AI is transforming scientific research, but without proper guidance, it may do more harm than good.
That’s the pointed conclusion of a new paper published in Science Advances by an interdisciplinary team of 19 researchers led by Princeton University computer scientists Arvind Narayanan and Sayash Kapoor.
The team argues that the misuse of machine learning across scientific disciplines is fueling a reproducibility crisis that threatens to undermine the very foundations of science.
“When we graduate from traditional statistical methods to machine learning methods, there are a vastly greater number of ways to shoot oneself in the foot,” said Narayanan, who directs Princeton’s Center for Information Technology Policy.
“If we don’t have an intervention to improve our scientific standards and reporting standards when it comes to machine learning-based science, we risk not just one discipline but many different scientific disciplines rediscovering these crises one after another.”
According to the authors, the problem is that machine learning has been rapidly adopted by nearly every scientific field, often without clear standards to ensure the integrity and reproducibility of the results.
They highlight that thousands of papers using flawed machine learning methods have already been published.
But the Princeton-led team says there’s still time to avoid this impending crisis. They’ve put forward a simple checklist of best practices that, if widely adopted, could safeguard the reliability of machine learning in science.
The checklist, called REFORMS (Recommendations for Machine-learning-based Science), consists of 32 questions across eight key areas:
- Study goals: Clearly state the scientific claim being made and how machine learning will be used to support it. Justify the choice of machine learning over traditional statistical methods.
- Computational reproducibility: Provide the code, data, computing environment specifications, documentation, and a reproduction script needed for others to reproduce the study’s results independently.
- Data quality: Document the data sources, sampling frame, outcome variables, sample size, and amount of missing data.
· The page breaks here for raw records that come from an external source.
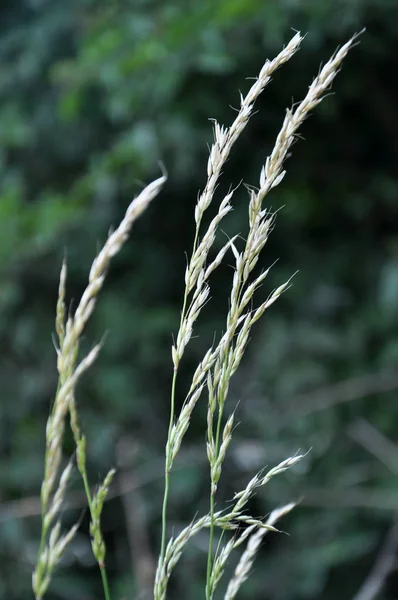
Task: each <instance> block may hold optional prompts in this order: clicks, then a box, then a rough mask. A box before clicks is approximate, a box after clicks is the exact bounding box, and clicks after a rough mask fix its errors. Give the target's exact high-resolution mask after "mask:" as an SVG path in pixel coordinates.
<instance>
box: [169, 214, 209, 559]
mask: <svg viewBox="0 0 398 600" xmlns="http://www.w3.org/2000/svg"><path fill="white" fill-rule="evenodd" d="M199 227H200V221H199V222H198V224H197V226H196V232H195V239H194V242H193V249H192V256H193V255H194V253H195V251H196V246H197V243H198V238H199ZM187 304H188V290H187V288H185V292H184V301H183V305H182V310H181V318H180V328H181V326H182V324H183V321H184V319H185V313H186V310H187ZM177 375H178V368H175V369H174V372H173V380H172V383H171V394H170V419H169V428H168V433H167V442H166V460H165V470H164V494H163V506H162V538H161V545H160V557H159V564H160V565H162V564H163V561H164V556H165V553H166V537H167V505H168V500H169V487H170V482H169V479H170V468H171V467H170V466H169V462H170V461H169V458H170V457H169V455H168V452H169V450H168V449H167V445H168V442H169V440H170V437H171V432H172V429H173V425H174V417H175V391H176V385H177Z"/></svg>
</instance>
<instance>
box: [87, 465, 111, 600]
mask: <svg viewBox="0 0 398 600" xmlns="http://www.w3.org/2000/svg"><path fill="white" fill-rule="evenodd" d="M80 475H81V476H82V479H83V484H84V491H85V492H86V497H87V504H88V508H89V511H90V516H91V518H93V516H92V513H93V499H92V496H91V490H90V486H89V483H88V477H87V471H86V467H85V465H84V466H83V469H82V470H81V471H80ZM98 566H99V569H100V573H101V579H102V587H103V589H104V597H105V600H111V594H110V592H109V584H108V576H107V573H106V568H105V564H104V563H98Z"/></svg>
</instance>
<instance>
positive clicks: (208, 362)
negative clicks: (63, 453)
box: [33, 33, 356, 600]
mask: <svg viewBox="0 0 398 600" xmlns="http://www.w3.org/2000/svg"><path fill="white" fill-rule="evenodd" d="M355 39H356V36H354V37H353V38H352V39H351V40H349V41H348V42H347V43H346V44H345V45H344V46H342V47H341V48H340V49H339V50H338V51H337V52H336V53H335V54H334V55H333V56H332V57H331V58H330V60H329V61H328V62H326V64H325V65H324V66H323V67H322V69H321V70H320V72H319V74H318V76H317V77H316V78H315V79H314V81H313V82H312V84H311V85H310V86H309V89H308V92H307V94H306V96H305V98H304V99H303V100H302V101H301V102H299V103H297V104H296V105H295V106H294V107H293V108H291V109H288V110H287V111H286V115H285V118H284V121H283V123H282V127H281V129H280V131H279V134H278V135H277V137H276V140H275V143H274V147H273V149H272V151H271V153H270V155H269V156H268V157H267V158H266V160H265V163H264V165H263V167H262V168H261V171H260V174H259V182H258V187H250V188H248V193H249V200H248V227H247V233H246V235H245V238H244V239H243V238H242V237H241V236H240V235H238V234H237V235H235V236H233V237H232V238H231V239H229V240H228V241H227V242H226V243H225V244H224V245H223V246H222V248H221V250H220V251H219V252H218V254H217V255H216V256H215V257H212V258H210V254H211V250H212V248H213V245H214V243H215V240H216V237H217V233H218V231H219V230H220V226H221V224H222V222H223V220H224V219H225V218H226V216H227V215H228V214H229V213H230V211H231V210H232V199H233V195H234V193H235V190H234V191H230V192H229V193H228V194H227V195H226V196H225V197H224V198H223V199H222V200H221V202H220V203H219V205H218V207H217V208H216V210H215V216H214V217H213V218H212V219H210V222H209V224H208V225H207V226H206V227H204V226H203V223H204V222H205V219H204V216H205V213H206V211H207V210H208V209H209V208H210V206H211V205H212V204H214V197H215V192H216V188H217V184H218V181H219V178H220V176H221V174H222V170H223V167H224V165H225V163H226V161H227V160H228V157H229V155H230V152H231V149H232V147H233V145H234V144H235V142H236V141H237V140H238V138H239V136H240V135H241V133H242V132H243V130H244V128H245V127H246V125H247V124H248V121H249V119H250V117H251V115H252V114H253V110H254V104H255V101H256V99H257V98H258V96H259V95H260V94H261V93H262V92H263V90H264V88H265V87H266V86H267V84H268V83H269V82H270V80H271V77H272V75H273V73H274V72H275V71H276V69H278V68H279V67H281V66H282V65H283V64H284V63H286V62H287V61H289V60H290V59H291V58H292V57H293V55H294V54H295V53H296V52H297V50H298V49H299V48H300V44H301V42H302V40H303V38H302V36H301V35H300V33H296V34H295V35H294V36H293V37H292V39H291V40H290V42H289V43H288V44H287V45H286V47H285V48H283V49H282V51H281V52H280V53H279V54H278V55H277V56H276V57H275V58H274V59H273V60H266V62H265V63H264V65H263V67H262V69H261V71H260V73H259V75H258V77H257V78H256V79H255V81H254V83H253V85H252V87H251V88H250V89H249V91H248V93H247V94H246V95H245V96H241V98H240V108H239V110H238V113H237V116H236V118H235V120H234V121H233V123H232V125H231V126H230V127H225V126H222V125H220V124H219V123H217V122H214V141H213V144H212V146H211V148H210V155H209V159H208V163H207V182H206V185H205V187H204V189H203V192H202V193H201V194H200V195H199V196H198V201H197V204H196V207H195V212H194V219H195V226H196V228H195V235H194V242H193V248H192V253H191V256H190V259H189V260H188V263H187V267H186V272H185V291H184V297H183V302H182V309H181V318H180V326H179V330H178V332H177V335H176V337H175V343H174V344H173V346H172V349H171V358H172V364H173V375H172V383H171V392H170V421H169V427H168V435H167V441H166V447H165V469H164V481H165V483H164V497H163V506H162V531H161V541H160V551H159V558H158V564H157V569H156V574H155V581H154V592H153V595H154V599H155V600H164V599H165V598H166V595H167V588H168V583H169V579H170V576H171V573H172V571H173V569H174V568H175V566H176V565H177V563H178V561H179V559H180V557H181V555H182V553H183V551H184V549H185V547H186V545H187V543H188V541H189V540H190V539H191V538H192V537H193V536H194V535H196V534H197V533H198V532H199V531H201V530H202V529H208V530H209V546H208V555H207V574H206V581H205V582H204V596H205V597H206V600H211V599H212V598H213V596H214V593H215V591H216V589H217V587H218V585H219V583H220V581H221V579H222V576H223V574H224V570H225V567H226V565H227V563H228V561H229V559H230V556H231V554H232V552H233V551H234V550H236V549H237V548H239V547H241V546H242V545H243V544H246V547H245V549H244V550H243V552H242V554H241V557H240V559H239V561H238V563H237V566H236V568H235V571H234V573H233V575H232V578H231V579H230V581H229V582H228V583H227V585H226V591H225V595H224V598H225V600H232V599H233V598H235V597H236V595H237V593H238V591H239V588H240V586H241V585H242V583H243V582H244V581H245V579H246V578H247V576H248V574H249V571H250V569H251V566H252V564H253V561H254V559H255V556H256V553H257V552H258V549H259V548H260V545H261V542H262V540H263V537H264V535H265V534H266V533H267V532H269V531H277V529H276V528H275V523H276V522H277V521H278V520H279V519H280V518H281V517H283V516H284V515H285V514H287V513H288V512H289V511H290V510H292V508H293V507H294V503H290V504H288V505H285V506H283V507H281V508H278V509H276V510H274V511H273V512H272V513H271V514H270V515H269V517H268V518H267V519H265V520H264V519H258V518H255V517H253V516H251V515H249V514H248V513H247V505H248V502H249V500H250V498H251V497H252V496H253V494H254V493H255V492H256V490H257V489H258V488H260V487H262V486H264V485H266V484H267V483H268V482H269V481H270V479H272V478H273V477H275V476H277V475H278V474H279V473H281V472H283V471H286V470H287V469H289V468H291V467H293V466H294V465H295V464H297V462H298V461H299V460H301V458H302V455H296V456H293V457H290V458H288V459H286V460H284V461H283V462H281V463H280V464H279V465H277V466H276V467H274V468H272V469H270V470H269V471H267V472H265V471H262V472H260V473H258V474H256V475H254V476H253V478H252V479H251V480H250V481H249V482H248V484H247V485H246V487H245V488H244V489H243V490H241V491H239V492H237V493H236V494H235V496H234V498H233V500H232V503H231V504H230V505H229V506H228V507H227V508H225V509H224V510H216V496H217V490H218V485H219V481H220V478H221V476H222V468H223V463H224V461H225V457H226V454H227V452H228V448H229V445H230V443H231V439H232V434H233V430H234V421H235V415H234V411H232V412H231V411H230V410H229V409H228V402H227V399H228V392H229V387H230V382H231V379H232V377H233V375H234V373H235V372H236V370H237V369H238V368H239V365H240V363H241V361H242V358H243V356H244V353H245V350H246V348H247V344H248V342H249V339H250V334H251V330H252V327H253V325H254V324H255V323H256V322H257V321H258V320H259V319H260V318H261V317H262V316H263V314H264V312H265V311H266V310H267V309H268V308H269V307H270V306H271V305H272V304H273V303H274V302H275V301H276V300H277V299H278V298H279V296H280V295H281V294H282V293H283V292H284V291H285V290H286V289H287V288H288V287H289V283H290V280H289V281H287V282H285V283H282V284H281V285H280V286H279V287H278V288H277V289H275V290H273V291H272V292H271V293H270V294H269V295H268V297H267V298H266V299H263V300H258V292H259V288H260V287H261V286H263V284H264V282H265V280H266V277H267V275H268V272H269V269H266V270H264V271H262V272H260V273H257V272H256V271H255V267H256V265H257V263H258V261H259V258H260V255H261V253H262V251H263V249H264V246H265V244H266V242H267V239H268V236H269V235H270V232H271V230H272V228H273V226H274V221H275V215H274V214H273V213H271V212H270V211H269V210H268V209H267V208H265V207H264V200H265V197H266V196H267V194H268V193H269V192H270V191H271V190H272V189H273V188H275V187H276V186H278V185H279V184H280V183H281V182H282V180H283V178H284V176H285V170H284V162H285V159H286V158H287V156H288V153H289V152H290V149H291V146H292V144H293V142H294V141H295V139H296V137H297V134H298V130H299V128H300V126H301V125H302V123H303V121H304V120H305V119H306V118H307V117H308V116H309V114H310V113H311V111H312V110H313V109H314V108H315V107H316V106H317V105H318V104H319V103H320V102H321V100H322V99H323V98H324V96H325V94H326V93H327V92H328V90H329V89H330V86H331V84H332V82H333V80H334V78H335V76H336V74H337V73H338V71H339V69H340V66H341V64H342V61H343V60H344V58H345V57H346V55H347V53H348V51H349V50H350V49H351V48H352V46H353V44H354V43H355ZM165 181H166V176H162V177H160V178H159V179H157V180H155V181H153V182H152V183H151V184H149V185H148V186H147V187H146V188H145V189H144V190H143V191H142V192H141V193H140V194H139V196H138V197H137V198H135V199H134V200H133V201H132V203H131V204H130V206H129V207H128V209H127V212H126V214H125V217H124V218H123V220H122V221H121V223H120V225H119V227H118V228H117V229H115V231H113V233H111V234H110V236H109V237H108V239H107V240H106V242H105V244H104V246H103V248H102V249H101V251H100V252H99V254H98V255H97V257H96V258H95V260H94V262H93V264H92V266H91V269H90V273H89V279H88V284H87V287H86V289H85V291H84V293H83V295H82V297H81V299H80V302H79V303H78V305H77V308H76V310H75V312H74V314H73V315H72V314H71V313H70V312H69V311H67V308H66V300H65V298H66V280H67V267H66V263H65V262H64V264H63V266H62V269H61V276H60V285H59V294H58V302H57V311H56V323H55V329H56V334H57V356H58V360H57V368H58V387H57V391H56V394H55V399H54V403H53V407H52V410H51V413H50V416H49V418H48V422H47V427H46V451H45V459H44V477H43V483H42V488H41V507H42V528H41V541H40V546H39V552H38V558H37V565H36V568H35V570H34V573H33V591H34V594H35V597H36V600H41V599H42V598H43V597H44V595H45V593H46V591H47V589H48V586H49V584H50V581H51V578H52V576H53V572H54V569H55V568H56V567H57V566H58V564H59V563H60V561H61V559H62V555H63V553H64V550H65V548H66V546H67V545H68V544H69V542H70V541H71V540H72V539H73V537H74V535H75V534H76V531H77V529H78V525H77V524H76V525H74V526H73V527H72V528H71V529H70V530H69V531H67V532H66V533H63V532H62V527H61V522H60V520H59V515H60V512H61V510H62V505H63V503H64V500H65V496H66V490H67V485H68V482H69V480H70V476H71V473H72V469H73V464H72V461H71V460H70V461H68V462H67V464H66V465H64V463H63V456H62V449H63V438H64V431H65V426H66V423H67V421H68V420H69V423H70V427H71V430H72V433H73V437H74V441H75V445H76V463H77V469H78V472H79V474H80V476H81V478H82V481H83V486H84V489H85V492H86V496H87V504H88V508H89V513H90V535H91V540H92V550H93V554H94V556H95V559H96V561H97V563H98V565H99V569H100V572H101V577H102V582H103V589H104V597H105V599H106V600H110V598H111V595H110V589H109V584H108V578H107V573H106V566H105V556H106V548H105V543H104V539H103V536H102V533H101V512H102V508H103V504H104V501H105V498H106V495H107V492H108V490H109V487H110V485H111V482H112V478H113V476H114V470H113V469H112V470H111V471H110V472H109V473H108V474H107V475H106V477H105V479H104V481H103V483H102V484H101V485H100V486H99V488H98V490H97V491H96V493H95V494H92V492H91V490H90V486H89V481H88V476H87V470H86V437H85V436H84V434H83V433H82V430H81V427H80V424H79V417H78V411H77V406H76V401H75V389H76V385H77V383H78V381H79V379H80V377H81V376H82V375H83V373H84V372H85V371H87V369H88V368H89V367H90V366H91V365H92V364H93V362H94V361H95V359H96V357H97V356H98V353H99V352H100V349H101V344H97V345H96V346H94V348H93V349H92V350H91V351H90V352H89V353H88V354H87V355H86V356H85V357H83V358H80V357H79V345H80V339H81V336H82V334H83V332H84V329H85V327H86V325H87V323H88V321H89V319H90V317H91V315H92V313H93V311H94V309H95V304H96V300H97V297H98V295H99V293H100V291H101V289H102V287H103V285H104V282H105V279H106V274H107V270H108V267H109V264H110V261H111V259H112V257H113V256H114V255H115V254H117V253H118V252H119V251H120V249H121V248H122V246H123V244H124V243H125V242H126V240H127V238H128V236H129V233H130V230H131V227H132V225H133V223H134V221H135V220H136V219H137V218H138V217H139V216H140V215H141V213H142V212H143V211H144V210H145V209H146V207H147V206H148V204H149V203H150V202H151V200H152V199H153V198H154V197H155V196H156V195H157V194H158V193H159V192H160V191H161V189H162V187H163V185H164V184H165ZM227 255H228V256H230V257H232V259H233V265H234V271H233V276H232V280H231V285H230V294H229V302H228V310H227V313H226V315H225V325H224V330H223V333H222V335H221V336H220V339H219V340H218V341H215V342H214V343H213V344H212V345H211V346H210V347H209V348H208V349H207V351H206V352H205V353H204V355H203V357H202V359H201V360H200V362H199V364H198V365H197V368H196V369H195V370H194V373H193V376H192V381H191V383H190V385H189V387H188V389H187V392H186V396H185V400H184V402H183V405H182V408H181V409H180V410H179V411H178V412H177V411H176V399H175V396H176V383H177V378H178V373H179V367H180V364H181V361H182V360H183V357H184V353H185V350H186V347H187V345H188V344H189V343H190V341H191V339H192V335H193V331H194V328H195V324H196V321H197V319H198V317H199V315H200V313H201V311H202V309H203V307H204V306H205V304H206V303H207V302H208V301H209V299H210V279H211V277H212V275H213V274H214V272H215V271H216V270H217V268H218V267H219V266H220V265H221V264H222V262H223V261H224V260H225V257H226V256H227ZM254 273H256V274H254ZM67 315H68V316H67ZM199 401H201V402H205V403H206V405H207V421H206V424H205V426H204V432H205V435H206V449H207V458H208V463H209V511H208V513H207V514H205V515H204V516H202V517H197V518H195V519H194V520H193V521H192V522H191V523H190V524H189V525H187V526H186V527H185V528H184V529H183V530H182V531H181V532H180V533H179V534H178V535H174V536H171V537H169V538H168V527H167V516H168V497H169V490H170V485H171V475H172V469H173V464H174V461H175V459H176V457H177V455H178V452H179V450H180V447H181V444H182V442H183V440H184V436H185V435H186V432H187V430H188V427H189V425H190V422H191V418H192V414H193V411H194V409H195V406H196V405H197V403H198V402H199ZM217 531H220V532H221V534H224V533H225V532H228V531H229V532H231V536H230V537H228V536H224V535H221V537H220V538H219V539H218V541H217V543H216V535H217V533H216V532H217Z"/></svg>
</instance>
Justify that the dataset is appropriate and representative of the scientific question.
- Data preprocessing: Report how data was cleaned, transformed, and split into training and test sets. Provide a rationale for any data that was excluded.
- Modeling: Describe and justify all models tried, the method used to select the final model(s), and the hyperparameter tuning process. Compare performance against appropriate baselines.
- Data leakage: Verify that the modeling process didn’t inadvertently use information from the test data and that input features don’t leak the outcome.
“This is a systematic problem with systematic solutions,” explains Kapoor.
However, the costs of getting it wrong could be immense. Faulty science could sink promising research, discourage researchers, and erode public trust in science.
Previous research, such as Nature’s large-scale survey of academics on generative AI in science, indicated that AI’s deeper and progressive integration into scientific workflows is inevitable.
Participants highlighted plenty of benefits – 66% noted that AI enables quicker data processing, 58% believed it enhances computations, and 55% said it saves time and money.
However, 53% felt results could be unreplicable, 58% worried about bias, and 55% believed AI might enable fraudulent research.
We observed evidence of this when researchers published an article with nonsense AI-generated diagrams in the journal Frontiers — a rat with giant testicles, no less. Comical, but it showed how peer review might not even catch glaringly obvious uses of AI.
Ultimately, like any tool, AI is only as safe and effective as the human behind it. Careless use, even if unintentional, can lead science astray.
The new guidelines aim to keep “honest people honest,” as Narayanan put it.
Widespread adoption by researchers, reviewers, and journals could set a new standard for scientific integrity in the age of AI.
However, building consensus will be challenging, especially since the reproducibility crisis is already flying under the radar.